Pengapuran dilakukan setelah lumpur organik diangkat, serta sebelum dan sesudah tanah dibajak. Dosis kapur yang digunakan disesuaikan keasaman tanah dan dikerjakan saat tanah tambak agak basah. Keefektifan material kapur bergantung bentuk dan ukuran partikel, makin kecil ukuran partikel lebih efektif.

Pemupukan merupakan kegiatan penting saat persiapan maupun selama pemeliharaan.  Tujuannya memasok unsur hara, seperti nitrogen, fosfor, dan kalium, terutama dari urea, TSP, dan ZA dengan dosis 50—100 kg per ha, perbandingan 2 : 1 : 1.

 

Tabel Kebutuhan Kapur (CaCO3) untuk Menetralkan pH Tanah

Nilai pH Tanah Kebutuhan Kapur (Kg/Ha CaCO3)

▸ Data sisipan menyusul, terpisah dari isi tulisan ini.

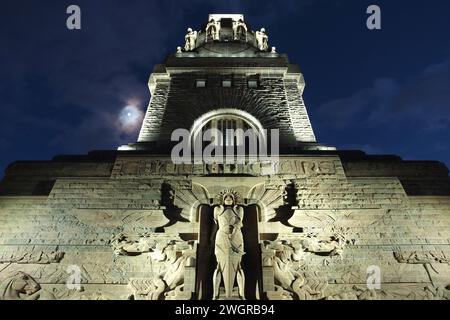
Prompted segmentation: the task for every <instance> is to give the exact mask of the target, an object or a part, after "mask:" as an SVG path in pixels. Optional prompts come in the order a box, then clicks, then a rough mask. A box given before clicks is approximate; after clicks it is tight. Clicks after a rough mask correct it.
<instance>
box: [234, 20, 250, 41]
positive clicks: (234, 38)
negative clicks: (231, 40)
mask: <svg viewBox="0 0 450 320" xmlns="http://www.w3.org/2000/svg"><path fill="white" fill-rule="evenodd" d="M233 34H234V40H243V41H247V25H246V24H245V23H244V20H242V19H239V20H238V21H233Z"/></svg>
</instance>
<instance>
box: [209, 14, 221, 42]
mask: <svg viewBox="0 0 450 320" xmlns="http://www.w3.org/2000/svg"><path fill="white" fill-rule="evenodd" d="M219 30H220V23H219V22H218V21H214V19H211V20H209V22H208V24H207V25H206V41H208V40H209V39H211V40H219Z"/></svg>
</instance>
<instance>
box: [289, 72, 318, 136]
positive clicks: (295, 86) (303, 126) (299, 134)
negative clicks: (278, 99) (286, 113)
mask: <svg viewBox="0 0 450 320" xmlns="http://www.w3.org/2000/svg"><path fill="white" fill-rule="evenodd" d="M284 86H285V90H286V97H287V101H288V110H289V116H290V119H291V126H292V130H293V131H294V135H295V138H296V140H297V141H301V142H316V137H315V135H314V132H313V129H312V127H311V122H310V121H309V117H308V112H307V111H306V106H305V104H304V102H303V98H302V94H301V92H300V89H299V87H298V82H297V80H296V79H285V81H284Z"/></svg>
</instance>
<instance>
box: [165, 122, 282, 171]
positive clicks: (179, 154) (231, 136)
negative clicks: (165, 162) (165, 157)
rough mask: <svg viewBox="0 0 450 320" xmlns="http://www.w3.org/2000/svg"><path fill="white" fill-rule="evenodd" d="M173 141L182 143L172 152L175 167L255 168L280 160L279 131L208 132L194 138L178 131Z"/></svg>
mask: <svg viewBox="0 0 450 320" xmlns="http://www.w3.org/2000/svg"><path fill="white" fill-rule="evenodd" d="M269 133H270V134H269ZM269 139H270V141H269ZM171 141H178V142H179V143H178V144H177V145H175V146H174V148H173V149H172V152H171V158H172V162H173V163H175V164H191V163H207V164H213V163H216V164H233V163H237V164H244V163H247V164H252V163H256V162H258V161H271V162H277V161H278V158H279V130H278V129H271V130H265V129H264V130H254V129H247V130H245V131H244V130H243V129H226V130H225V132H222V131H220V130H218V129H207V130H205V131H204V132H202V133H201V134H198V135H197V136H194V137H193V136H192V134H191V132H190V131H189V130H186V129H176V130H174V131H173V132H172V137H171ZM269 148H270V150H269ZM269 151H270V155H269Z"/></svg>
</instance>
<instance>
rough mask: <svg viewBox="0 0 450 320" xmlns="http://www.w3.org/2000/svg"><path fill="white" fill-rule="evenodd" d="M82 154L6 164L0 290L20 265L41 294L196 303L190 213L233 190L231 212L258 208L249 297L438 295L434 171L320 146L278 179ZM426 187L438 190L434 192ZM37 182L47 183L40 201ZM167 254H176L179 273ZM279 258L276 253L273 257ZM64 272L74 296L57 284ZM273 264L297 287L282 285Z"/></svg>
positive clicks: (0, 246)
mask: <svg viewBox="0 0 450 320" xmlns="http://www.w3.org/2000/svg"><path fill="white" fill-rule="evenodd" d="M93 157H94V156H93V155H91V156H90V159H91V162H86V161H87V160H88V159H89V156H86V159H85V161H81V159H80V158H77V159H76V160H77V161H78V162H77V161H72V162H70V161H67V160H68V159H65V160H66V161H60V162H58V161H57V160H55V161H49V162H39V163H33V162H29V163H17V164H15V165H13V166H12V167H11V168H10V169H9V170H8V171H7V175H6V177H5V178H4V180H3V181H2V182H1V184H0V192H1V197H0V220H1V224H0V280H1V281H2V282H3V283H5V281H9V280H8V279H11V277H14V276H16V277H17V274H16V273H17V272H18V271H21V272H24V273H26V274H28V275H30V276H31V277H32V278H33V279H34V280H35V281H36V282H38V283H39V284H40V285H41V287H42V289H41V291H42V292H46V294H47V295H42V297H48V296H49V295H48V294H49V293H50V294H52V295H53V296H54V297H55V298H57V299H71V298H73V299H80V298H82V299H98V298H104V299H127V298H130V297H133V298H134V299H150V298H152V299H153V298H157V299H171V298H176V299H188V298H192V297H195V296H196V289H195V288H196V286H195V270H196V254H197V253H196V246H197V245H198V239H199V228H200V226H199V221H198V215H197V214H196V213H195V210H199V208H200V205H199V204H205V205H214V204H215V200H214V199H215V198H216V196H217V194H218V193H219V192H221V191H223V189H224V188H231V189H234V190H236V192H238V193H239V194H240V195H241V196H242V198H243V199H244V200H245V202H243V205H246V206H248V205H252V204H256V205H257V206H258V207H259V208H260V210H259V220H260V221H259V223H258V233H259V237H260V246H261V261H262V274H263V280H262V285H261V288H262V292H261V298H270V299H291V298H292V299H298V298H301V299H322V298H333V299H357V298H359V299H371V298H374V299H392V298H393V299H424V298H444V297H445V296H446V295H447V296H448V290H446V289H445V287H446V286H447V285H448V284H450V266H449V264H448V260H449V259H448V257H449V255H450V231H449V230H450V196H449V193H448V191H449V179H448V174H447V170H446V168H445V167H444V166H443V165H442V164H440V163H437V162H436V163H435V162H405V161H400V160H398V159H397V158H395V157H394V158H392V157H391V158H390V157H385V158H384V159H383V158H382V157H370V156H363V155H362V154H359V153H355V155H354V157H353V159H351V160H349V159H348V155H345V154H341V155H340V156H339V154H336V153H326V152H322V153H321V154H319V155H314V156H307V155H304V156H299V155H297V156H283V157H281V159H280V163H279V167H278V172H277V174H275V175H268V172H266V171H265V170H266V169H265V166H264V164H259V165H253V166H243V167H240V168H236V167H234V168H226V167H219V168H212V167H210V166H206V165H198V166H174V165H172V164H171V163H170V159H168V158H161V157H154V156H149V155H147V156H145V155H140V156H137V155H130V154H129V155H125V154H123V155H119V156H117V158H114V157H111V156H110V157H109V158H108V159H109V160H108V161H106V160H104V161H105V162H101V161H100V160H99V159H98V155H97V160H95V161H93V160H92V159H93ZM94 158H95V157H94ZM358 158H359V160H358ZM225 172H227V175H228V177H221V174H225ZM427 172H428V174H427ZM377 173H379V174H377ZM396 173H398V176H399V177H396ZM210 174H214V176H208V175H210ZM230 174H231V175H233V174H234V175H235V176H236V177H235V178H233V179H230V177H229V175H230ZM411 180H414V185H415V186H417V185H420V184H421V181H423V182H424V183H423V187H422V188H419V189H418V188H410V189H411V192H412V193H414V194H408V193H407V192H406V191H405V188H404V186H403V185H408V183H409V182H408V181H411ZM433 180H434V181H439V183H440V185H441V186H443V187H441V188H440V195H436V194H435V193H436V192H435V189H434V188H433V185H432V183H431V182H430V181H433ZM41 181H47V182H48V181H54V183H52V185H50V187H49V184H48V183H47V184H46V188H47V190H48V192H47V194H43V193H44V190H46V189H45V188H42V183H41ZM405 181H406V182H405ZM39 185H41V187H39ZM426 186H429V187H426ZM39 188H41V189H39ZM446 188H447V189H446ZM36 189H37V190H40V194H39V195H34V194H33V193H34V192H35V190H36ZM406 189H408V187H406ZM18 190H20V192H18ZM427 190H428V191H427ZM419 191H420V192H421V193H419ZM445 192H447V195H443V193H445ZM193 211H194V214H192V212H193ZM171 250H172V251H171ZM170 252H176V255H175V256H176V257H177V259H183V260H182V261H183V263H182V268H181V269H180V268H177V267H176V266H174V263H173V262H174V261H172V260H170V259H169V258H170V255H169V253H170ZM283 253H288V254H286V255H285V256H284V257H285V258H286V259H284V260H283V259H278V258H280V257H282V254H283ZM291 253H295V254H291ZM277 257H278V258H277ZM73 266H76V267H79V269H80V271H81V282H82V287H83V288H84V291H83V292H77V291H73V290H69V289H67V287H66V282H67V281H68V280H70V279H71V278H70V276H71V275H72V273H71V272H69V273H68V272H67V270H68V268H73ZM371 266H376V267H379V268H380V271H381V289H380V290H374V291H373V290H372V291H371V290H368V289H367V286H366V280H367V277H368V275H367V271H368V268H369V267H371ZM277 268H278V269H279V270H283V271H284V275H286V274H288V275H289V274H291V275H292V276H293V277H294V279H295V281H292V282H291V284H289V285H286V284H285V285H283V283H286V281H284V280H283V276H282V275H280V273H279V272H277V270H278V269H277ZM280 268H281V269H280ZM69 270H70V269H69ZM168 271H170V272H169V273H179V274H180V275H182V276H181V278H182V280H177V281H178V282H177V281H175V280H170V279H166V280H164V281H163V284H162V285H161V286H159V287H158V283H157V281H156V279H157V276H158V275H160V276H162V278H163V279H164V277H166V278H167V277H168V276H166V274H168ZM155 277H156V278H155ZM170 281H173V283H170ZM180 285H181V286H180ZM158 288H159V289H158ZM3 298H5V297H3Z"/></svg>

                Lempung          Lempung          Pasir

                                        Berpasir

< 4            14.320              7.160                4.475

4,0 – 4,5    10.740              5.370                4.475

4,6 – 5,0    8.950              4.475                3.580

5,1 – 5,5    5.370              3.580                1.790

5,6 – 6,0    3.580              1.790                   895

6,1 – 6,5    1.790              1.790                      0   

Sumber : Amrullah, 1997

 

Budidaya Monokultur

Tujuh hari setelah pengapuran dan pemupukan, tambak diairi 60—70 cm dan dibiarkan 3—4 hari. Selanjutnya, benih rumput laut ditebarkan merata dengan kepadatan 80—100 gram per m2 atau 800—1.000 kg per ha. Bila dasar tambak cukup keras, benih ditancapkan seperti menanam padi. Penanaman sebaiknya  dikerjakan pagi atau sore hari saat cuaca teduh.

Pekerjaan rutin setelah itu adalah pengontrolan, pergantian air, dan pemupukan susulan. Pengontrolan untuk meratakan tanaman dan menyingkirkan organisme pengganggu, seperti lumut dan siput yang menghalangi sinar matahari sehingga menghambat pertumbuhan rumput laut. Petani di Sulsel menanggulangi lumut dengan menebar bandeng ukuran kecil 1.500—2.000 ekor per ha. Setelah lumut habis, bandeng segera dijaring agar tidak memangsa rumput laut.

Pergantian air dan pemupukan dilakukan 15 hari sekali berupa campuran urea, TSP, dan ZA, dengan perbandingan 1:1:1 sebanyak 20 kg per ha. Dengan masa pemeliharaan selama 2—2,5 bulan, tingkat produktivitas di tambak mencapai sekitar 1,9 ton rumput laut kering per ha.

Budidaya Polikultur

Rumput laut dapat dibudidayakan secara polikultur, misalnya dengan udang windu, udang putih, udang Vanname, bandeng, kerapu, kakap, dan nila. Sejumlah penelitian menunjukkan, rumput laut yang dipelihara secara polikultur tumbuh lebih cepat. Produksi bandeng dan udang windu pun relatif lebih tinggi karena rumput di dasar tambak berfungsi sebagai pelindung sekaligus tempat menempelnya organisme makanan bandeng dan udang.

Bandeng yang dipolikultur tidak memangsa rumput laut, asalkan diberikan pakan buatan. Yang perlu diperhatikan, jenis organisme yang dipolikultur dengan rumput laut dan padat penebaran.  Sebaiknya pilih ikan yang relatif tahan pada kualitas air buruk misalnya bandeng, kakap, dan kerapu. Ikan pemakan tumbuhan, seperti beronang , tidak cocok dipolikultur dengan rumput laut karena malah jadi pemangsa rumput laut tersebut. Dengan penerapan metode budidaya yang baik dapat dihasilkan rumput laut kering sebanyak 1,5—2 ton per ha.